One of the biggest truths you will find out when you get sober is who are really your friends and who are your drinking buddies. For years you were an active alcoholic, surrounding yourself with people who share the same interests as you without judgement, drinking on a regular basis just as you once did. When you finally get sober you may begin to feel lonely, as if you have become alienated. It may bother you at first but you will begin to know the difference between who are your real friends and who are your drinking buddies.
The Dangers of a Drinking Buddy
A drinking buddy can be dangerous for you when newly sober. Typically, you will only relate to this individual in regards to alcohol. The may try to coerce you to do things that will put your sobriety at risk. They may encourage you to have a beer, telling you that ‘one won’t hurt’, ‘you can drink in moderation’ or tell you things like ‘your not an alcoholic, you have your life together’. You know that in the past you never stopped at just one beer but their argument could persuade you into trying. Typically they do not realize the dangers of what they are saying to you, they are under the impression that the treatment you have undergone and your new found sobriety has fixed you and you can become a social drinker again. For some, their drinking problem may be more clear to them now that you are newly sober and they aren’t ready to be sober themselves, causing them to project their fears onto you.
The Blessing of True Friends
When newly sober you will quickly find out who your true friends are. These are the people in your life who are excited about your sobriety and will do anything they can to help you maintain it, they just want to support you in your recovery. Part of the reason you wanted to stop drinking is to become a happier and healthier person, this will help to make you a better friends and strengthen those friendships that you truly value.

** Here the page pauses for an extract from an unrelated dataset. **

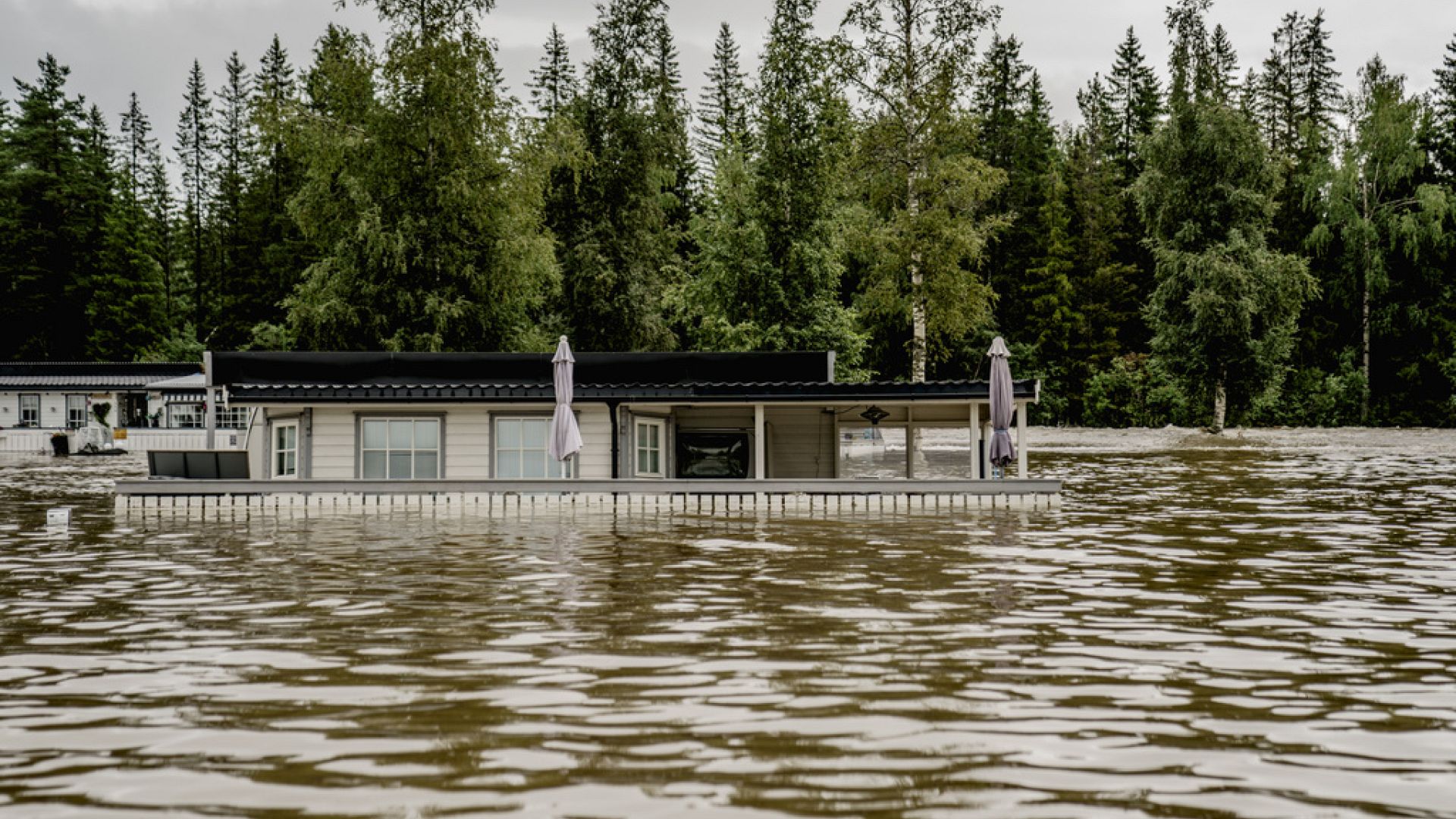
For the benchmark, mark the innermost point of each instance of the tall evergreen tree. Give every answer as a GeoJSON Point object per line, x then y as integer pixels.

Your friends will support you as best as they can, unless they too have first hand experience with addiction and alcoholism they may only be able to offer you verbal support. Just knowing that your have friends who truly care about your recovery is huge when newly sober.
Making Friends in Recovery
You will go to meetings on a regular basis, opening up to a recovery community filled with people of all walks of life that will support you in your recovery. Here you will develop friendships with people who understand all that you are going through. They will give you the added support you need each day, they will understand what you are going through as they once did themselves. You will bond with them, creating long lasting friendships that will promote your sobriety in your day to day life.